The funds were part of a package of money received from the Louisiana Workers’ Compensation Corporation. However, Mayor Freddie DeCourt’s administration decided earlier this year to float a bond for the NIFD, and use the funds originally allocated for other projects.

The money, which totals $435,000 will be used for several purposes. There will be $50,000 to use for NIFD station upgrades, $50,000 used for a druck track, training programs, computer equipment and a new dispatch center for the New Iberia Police Department, $85,000 for council projects created by district master plans and $250,000 to be used for engineering fees for future city wide road programs.

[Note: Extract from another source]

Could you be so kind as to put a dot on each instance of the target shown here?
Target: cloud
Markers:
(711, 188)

DeCourt said that the last item would be used for a future road program in New Iberia. The mayor predicted that a multi-million bond will be able to be floated sometime next year, and hopes to use the $250,000 to hire engineers to begin to do the groundwork for the project.

“I don’t want to wait until we can float a bond and hire engineers,” DeCourt said. “This is something we can enter into much sooner, so as the bond becomes available we can hit the ground running much sooner.”

The council voted unanimously for the agenda item.

In other business, the mayor and council also addressed the Coronavirus outbreak and city government’s response at the meeting.

Tuesday’s meeting itself was restricted to only city personnel, council members and the media. The meeting was livestreamed to social media for the public.

“We have made changes, we’re doing our best to stay connected,” DeCourt said. “Please be patient, stay vigilant, stay safe, keep washing your hands.

“Young people will be fine but if you go home and kill your grandma it’s not too cool,” he added. “It’s about the elderly, it’s about people with compromised immune systems.”

DeCourt added that he’s been working with Iberia Parish President Larry Richard and local law enforcement to make sure everyone is up to date with the challenges of the virus and local requirements.

“There could be new mandates from the state and federal government and we’ll deal with it,” he said. “This is not like a hurricane where you can fight it the whole way along. It’s not that kind of war, it’s tough to fight an enemy you can’t see.”